To create the datarray without this error I would just change the name of the dimensions:

t2m = xr.DataArray(data=data,
               dims=["x", "y"],
               coords=dict(
               lon=(["x", "y"], x),
               lat=(["x", "y"], y)))

However, I would like to use the .sel method to extract values for certain coordinates, and that would only work if the dimension values were equal to the coordinates, for example:

t2.sel(lon=-45, lat=-21, method='nearest')

Could someone help me with this? The netCDF files I download from internet sources (such as Copernicus netCDF files with ERA5 reanalisys data) come with coordinate names equal to dimensions, and dimension values equal to coordinates values, thus allowing use the .sel() method to extract data for a given coordinate (lon ,lat).

Thank you very much in advance.

2 Answers2

3

As we can see in your code, your mesh is regular, so you are able to have 1D coordinates, and so to name them like your dimensions :

import xarray as xr

data = [[23, 22, 21],
        [22, 20, 24]]

lon, lat = [-45, -44, -43], [-21, -20]

t2m = xr.DataArray(data=data,
                   dims=["lat", "lon"],
                   coords=dict(lon=("lon", lon), lat=("lat", lat)))

t2m.sel(lon=-45, lat=-21, method='nearest')

This way, you can use sel.

cyril
  • 524
  • 2
  • 8
1

The short answer is you can't use .sel to select individual elements within multi-dimensional coordinates.

See this question which goes into some possible options.
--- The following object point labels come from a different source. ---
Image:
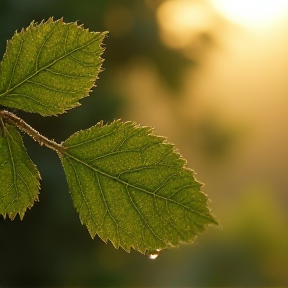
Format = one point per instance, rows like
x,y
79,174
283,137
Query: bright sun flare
x,y
251,12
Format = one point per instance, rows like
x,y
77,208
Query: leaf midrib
x,y
133,186
49,65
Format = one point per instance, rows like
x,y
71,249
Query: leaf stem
x,y
22,125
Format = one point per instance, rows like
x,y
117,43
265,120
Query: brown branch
x,y
22,125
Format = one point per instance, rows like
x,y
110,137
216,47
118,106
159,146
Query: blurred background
x,y
212,77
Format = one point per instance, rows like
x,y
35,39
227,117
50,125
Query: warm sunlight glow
x,y
252,12
181,21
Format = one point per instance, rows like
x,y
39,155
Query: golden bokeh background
x,y
212,76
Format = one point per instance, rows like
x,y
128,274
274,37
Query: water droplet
x,y
154,255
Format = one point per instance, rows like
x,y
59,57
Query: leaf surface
x,y
19,177
131,187
48,67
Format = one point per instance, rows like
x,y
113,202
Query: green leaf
x,y
19,177
48,67
130,187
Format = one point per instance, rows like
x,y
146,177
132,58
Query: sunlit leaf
x,y
19,177
131,187
48,67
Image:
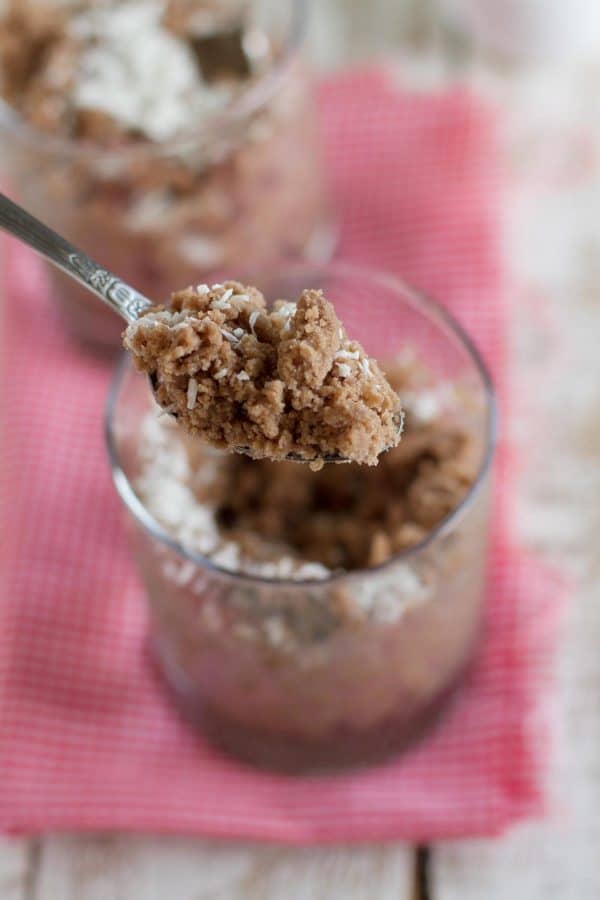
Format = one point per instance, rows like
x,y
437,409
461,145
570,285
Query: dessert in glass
x,y
310,620
167,138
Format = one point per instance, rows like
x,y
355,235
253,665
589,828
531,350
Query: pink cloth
x,y
87,737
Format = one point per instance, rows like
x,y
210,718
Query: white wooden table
x,y
554,245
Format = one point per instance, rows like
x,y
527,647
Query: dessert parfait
x,y
168,138
309,619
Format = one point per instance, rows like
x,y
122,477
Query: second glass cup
x,y
245,183
321,667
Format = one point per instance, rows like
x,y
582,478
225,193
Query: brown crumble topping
x,y
272,383
277,518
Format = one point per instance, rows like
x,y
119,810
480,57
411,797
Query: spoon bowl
x,y
123,299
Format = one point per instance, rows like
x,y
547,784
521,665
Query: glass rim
x,y
246,104
433,311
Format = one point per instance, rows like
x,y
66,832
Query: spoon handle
x,y
73,262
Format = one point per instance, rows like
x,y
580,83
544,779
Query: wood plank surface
x,y
129,868
555,239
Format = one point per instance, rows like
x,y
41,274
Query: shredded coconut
x,y
192,393
252,320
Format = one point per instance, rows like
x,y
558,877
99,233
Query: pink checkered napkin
x,y
87,738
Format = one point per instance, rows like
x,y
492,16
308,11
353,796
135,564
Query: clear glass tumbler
x,y
245,183
346,669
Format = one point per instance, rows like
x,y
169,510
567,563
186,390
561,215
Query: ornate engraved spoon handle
x,y
122,298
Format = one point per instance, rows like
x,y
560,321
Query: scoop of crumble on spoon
x,y
280,383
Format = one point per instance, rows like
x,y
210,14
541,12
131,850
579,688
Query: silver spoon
x,y
121,298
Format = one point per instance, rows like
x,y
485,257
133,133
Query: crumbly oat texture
x,y
273,384
121,71
282,520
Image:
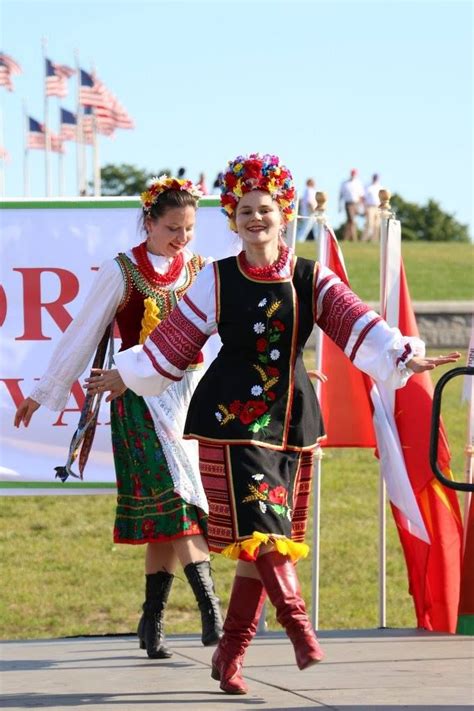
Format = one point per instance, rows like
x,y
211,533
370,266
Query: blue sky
x,y
380,86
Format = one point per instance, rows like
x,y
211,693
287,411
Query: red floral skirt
x,y
255,493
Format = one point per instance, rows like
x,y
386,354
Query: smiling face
x,y
258,218
169,234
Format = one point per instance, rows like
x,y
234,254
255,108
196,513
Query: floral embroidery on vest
x,y
276,498
254,412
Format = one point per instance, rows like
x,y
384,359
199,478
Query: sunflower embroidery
x,y
254,412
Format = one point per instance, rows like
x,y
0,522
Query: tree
x,y
427,222
125,179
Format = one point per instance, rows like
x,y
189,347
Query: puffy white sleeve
x,y
374,347
148,369
79,342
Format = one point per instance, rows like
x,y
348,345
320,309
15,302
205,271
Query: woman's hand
x,y
419,364
25,412
105,381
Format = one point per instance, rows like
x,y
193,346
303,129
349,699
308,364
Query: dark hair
x,y
168,200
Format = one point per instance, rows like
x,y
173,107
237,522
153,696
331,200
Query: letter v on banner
x,y
431,536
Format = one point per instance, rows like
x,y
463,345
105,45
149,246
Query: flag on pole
x,y
8,66
433,566
427,517
67,125
91,90
88,125
57,144
35,136
56,78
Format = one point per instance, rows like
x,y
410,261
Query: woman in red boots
x,y
161,502
255,413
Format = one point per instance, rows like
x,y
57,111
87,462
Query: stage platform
x,y
363,669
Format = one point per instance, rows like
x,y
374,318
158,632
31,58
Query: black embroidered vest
x,y
257,390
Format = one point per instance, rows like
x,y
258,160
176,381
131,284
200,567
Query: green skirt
x,y
148,508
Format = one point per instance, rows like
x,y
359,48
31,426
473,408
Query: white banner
x,y
50,252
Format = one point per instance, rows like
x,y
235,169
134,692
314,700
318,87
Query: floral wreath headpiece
x,y
258,172
161,185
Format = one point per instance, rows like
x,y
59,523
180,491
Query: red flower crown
x,y
163,183
258,172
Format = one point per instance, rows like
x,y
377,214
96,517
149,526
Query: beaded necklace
x,y
269,271
146,267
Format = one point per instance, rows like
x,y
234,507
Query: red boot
x,y
240,626
279,577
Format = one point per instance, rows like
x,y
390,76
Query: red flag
x,y
434,567
345,404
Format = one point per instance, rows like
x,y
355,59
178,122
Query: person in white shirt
x,y
307,206
161,502
351,196
371,231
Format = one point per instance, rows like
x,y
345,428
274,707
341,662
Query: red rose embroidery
x,y
251,410
236,407
278,495
147,527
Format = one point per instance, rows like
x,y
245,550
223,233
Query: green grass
x,y
435,271
62,575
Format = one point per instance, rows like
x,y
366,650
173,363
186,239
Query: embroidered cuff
x,y
51,393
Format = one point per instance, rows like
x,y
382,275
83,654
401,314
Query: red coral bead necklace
x,y
146,267
269,271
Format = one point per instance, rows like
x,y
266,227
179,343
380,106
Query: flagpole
x,y
26,176
469,449
97,186
2,159
79,134
47,146
320,222
389,311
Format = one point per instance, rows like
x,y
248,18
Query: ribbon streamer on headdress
x,y
83,437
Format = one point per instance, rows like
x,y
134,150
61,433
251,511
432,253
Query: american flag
x,y
56,143
8,66
91,90
36,137
56,78
68,125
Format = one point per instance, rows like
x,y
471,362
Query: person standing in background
x,y
371,231
306,210
351,196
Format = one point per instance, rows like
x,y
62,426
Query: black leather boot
x,y
150,628
200,578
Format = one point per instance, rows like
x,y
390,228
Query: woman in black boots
x,y
161,501
255,413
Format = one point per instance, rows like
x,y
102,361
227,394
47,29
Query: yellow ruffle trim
x,y
250,546
150,319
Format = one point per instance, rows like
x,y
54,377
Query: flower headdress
x,y
161,185
258,172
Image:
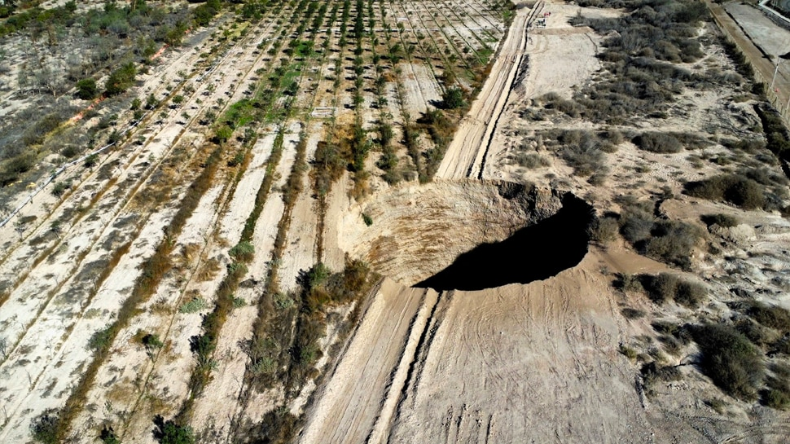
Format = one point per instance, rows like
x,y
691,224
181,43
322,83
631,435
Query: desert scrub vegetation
x,y
669,287
80,46
730,360
153,271
583,150
282,354
669,241
736,189
640,58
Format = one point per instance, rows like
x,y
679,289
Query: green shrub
x,y
244,251
653,373
737,190
91,160
722,220
668,287
100,340
193,306
60,188
603,230
169,432
730,360
628,283
658,143
87,89
771,316
690,294
453,98
120,80
44,428
660,288
223,134
672,242
531,161
108,436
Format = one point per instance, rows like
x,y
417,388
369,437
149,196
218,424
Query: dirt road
x,y
466,153
764,67
364,379
496,365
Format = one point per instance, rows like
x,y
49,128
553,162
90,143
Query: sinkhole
x,y
467,234
532,253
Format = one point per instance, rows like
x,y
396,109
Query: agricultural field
x,y
388,221
169,171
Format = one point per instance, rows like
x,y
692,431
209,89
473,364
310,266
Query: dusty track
x,y
498,365
465,156
763,66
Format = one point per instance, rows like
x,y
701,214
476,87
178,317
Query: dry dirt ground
x,y
542,362
535,362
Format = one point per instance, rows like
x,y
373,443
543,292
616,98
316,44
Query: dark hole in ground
x,y
532,253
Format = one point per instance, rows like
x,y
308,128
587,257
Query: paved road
x,y
763,66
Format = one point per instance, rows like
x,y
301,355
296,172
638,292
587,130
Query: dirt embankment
x,y
418,230
497,365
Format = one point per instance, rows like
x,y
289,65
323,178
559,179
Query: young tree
x,y
87,89
121,79
453,98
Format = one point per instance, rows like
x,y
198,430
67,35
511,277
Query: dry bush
x,y
667,287
531,161
658,143
672,242
603,230
735,189
722,220
652,373
730,360
209,270
244,251
770,316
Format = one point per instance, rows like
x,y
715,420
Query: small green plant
x,y
60,188
87,89
453,98
100,340
722,220
223,134
44,427
193,306
244,251
108,436
91,160
730,360
169,432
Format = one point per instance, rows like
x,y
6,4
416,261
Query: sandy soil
x,y
485,367
467,150
764,67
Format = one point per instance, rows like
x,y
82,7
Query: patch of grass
x,y
771,316
735,189
244,251
730,360
655,142
631,313
531,161
668,287
603,230
722,220
195,305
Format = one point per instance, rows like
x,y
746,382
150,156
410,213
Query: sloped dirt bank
x,y
415,231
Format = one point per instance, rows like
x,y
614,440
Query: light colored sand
x,y
467,150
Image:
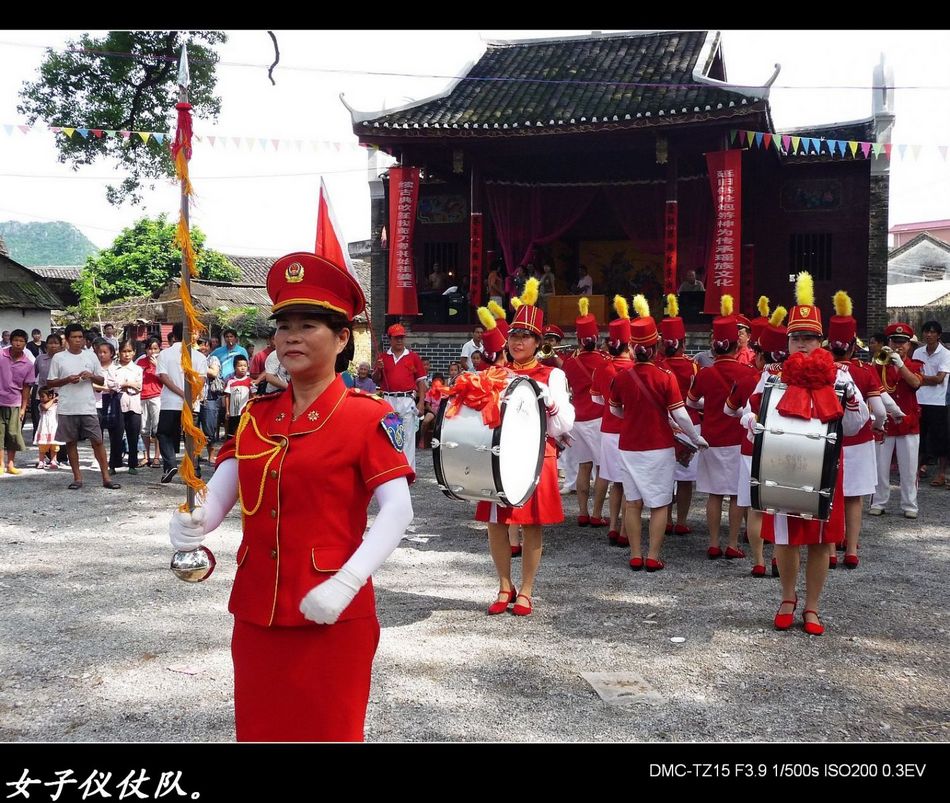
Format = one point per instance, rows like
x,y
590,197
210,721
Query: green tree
x,y
125,81
143,259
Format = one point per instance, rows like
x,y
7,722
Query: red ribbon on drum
x,y
811,387
481,391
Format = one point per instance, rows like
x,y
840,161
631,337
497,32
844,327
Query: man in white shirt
x,y
172,377
473,345
71,373
932,397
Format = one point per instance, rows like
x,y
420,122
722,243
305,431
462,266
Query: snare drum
x,y
503,465
794,460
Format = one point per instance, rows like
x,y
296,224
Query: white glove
x,y
324,603
186,531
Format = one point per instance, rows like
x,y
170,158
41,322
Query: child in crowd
x,y
236,393
45,436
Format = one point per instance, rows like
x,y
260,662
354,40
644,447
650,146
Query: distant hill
x,y
56,243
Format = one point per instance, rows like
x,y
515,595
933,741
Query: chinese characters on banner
x,y
403,198
475,269
669,236
723,265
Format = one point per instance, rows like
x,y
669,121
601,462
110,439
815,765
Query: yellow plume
x,y
843,304
778,316
804,290
530,294
672,305
486,317
621,307
641,305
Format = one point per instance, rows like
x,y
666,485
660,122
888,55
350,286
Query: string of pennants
x,y
797,145
214,141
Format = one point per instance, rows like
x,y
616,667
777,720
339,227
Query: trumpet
x,y
883,357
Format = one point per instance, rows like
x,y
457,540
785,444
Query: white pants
x,y
405,408
906,447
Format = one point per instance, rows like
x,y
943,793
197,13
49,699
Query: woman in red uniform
x,y
544,506
305,627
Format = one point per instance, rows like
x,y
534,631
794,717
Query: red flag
x,y
329,245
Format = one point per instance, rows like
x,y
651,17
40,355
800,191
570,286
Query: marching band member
x,y
859,463
684,369
772,343
305,627
718,471
646,397
811,375
610,471
544,506
579,370
900,379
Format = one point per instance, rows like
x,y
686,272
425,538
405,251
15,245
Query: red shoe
x,y
500,606
522,610
812,628
783,621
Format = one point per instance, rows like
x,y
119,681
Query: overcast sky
x,y
263,201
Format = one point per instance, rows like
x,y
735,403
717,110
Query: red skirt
x,y
543,506
302,684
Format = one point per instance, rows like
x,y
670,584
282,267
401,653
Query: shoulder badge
x,y
393,427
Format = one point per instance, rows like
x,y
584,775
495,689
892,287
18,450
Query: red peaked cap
x,y
304,282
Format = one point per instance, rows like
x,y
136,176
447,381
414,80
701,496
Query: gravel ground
x,y
102,643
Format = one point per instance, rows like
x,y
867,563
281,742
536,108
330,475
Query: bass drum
x,y
503,465
794,460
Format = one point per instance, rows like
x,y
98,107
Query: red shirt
x,y
603,377
869,385
580,376
714,384
401,375
151,387
645,424
904,395
301,525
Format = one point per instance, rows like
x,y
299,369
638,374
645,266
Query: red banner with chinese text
x,y
723,274
669,238
403,199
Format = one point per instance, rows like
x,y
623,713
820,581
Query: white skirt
x,y
718,470
860,469
649,476
586,446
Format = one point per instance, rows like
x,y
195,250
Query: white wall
x,y
27,319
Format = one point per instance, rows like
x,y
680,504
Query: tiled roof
x,y
28,295
581,83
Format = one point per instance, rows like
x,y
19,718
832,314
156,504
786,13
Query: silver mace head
x,y
193,566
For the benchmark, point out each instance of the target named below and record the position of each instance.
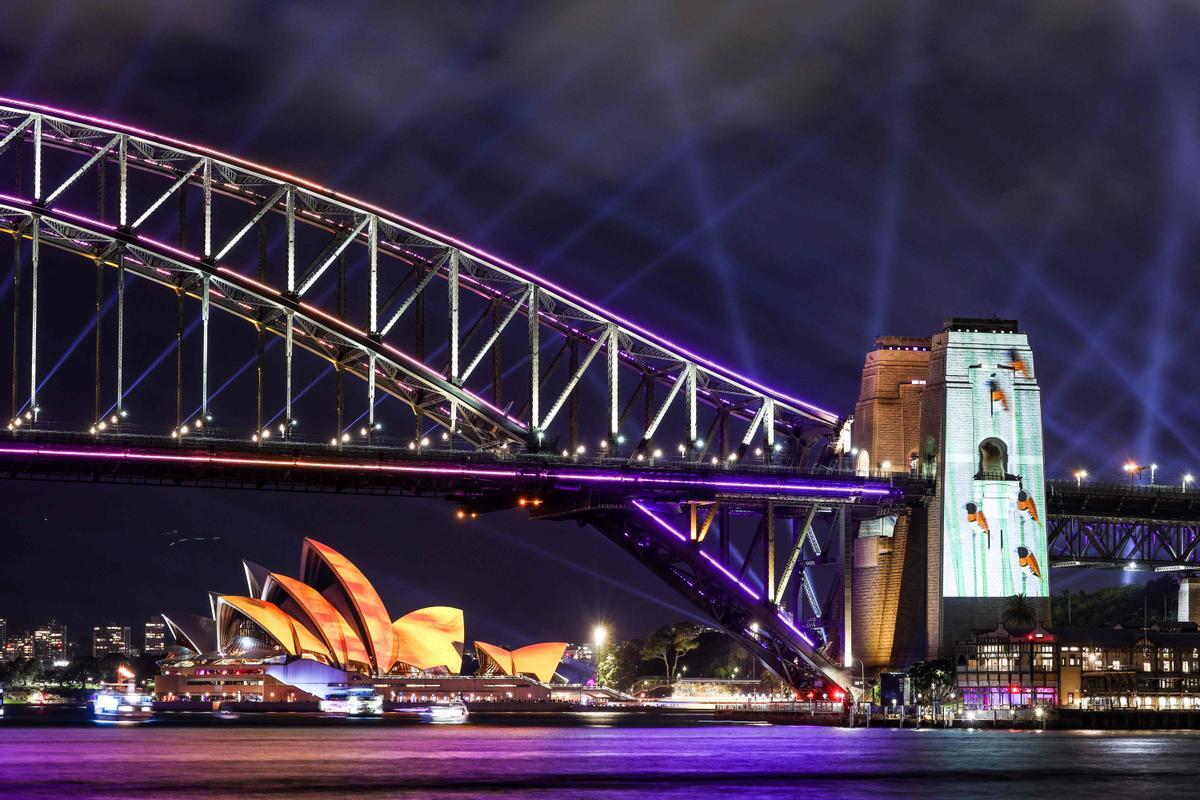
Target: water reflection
(594, 756)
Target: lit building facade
(51, 643)
(963, 409)
(111, 639)
(298, 639)
(1084, 668)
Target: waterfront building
(109, 639)
(1156, 667)
(298, 639)
(963, 409)
(154, 637)
(582, 653)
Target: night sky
(771, 184)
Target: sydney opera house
(300, 639)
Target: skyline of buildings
(52, 643)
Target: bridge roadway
(1098, 525)
(634, 505)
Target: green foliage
(618, 665)
(1127, 606)
(671, 642)
(934, 680)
If you have multi-dimensional coordinates lat/lon, it is not at all guaranteed that da.sel(lon=..., lat=...) will return a unique or correct result (note that xarray isn't designed to treat lat/lon as a special geospatial coordinate), so da.sel is not intended for this use case.

You either need to translate your intended (lon, lat) pair into (x, y) space, or mask the data with t2.where((abs(t2.lon - lon) < tol) & (abs(t2.lat - lat) < tol), drop=True) or something of the like.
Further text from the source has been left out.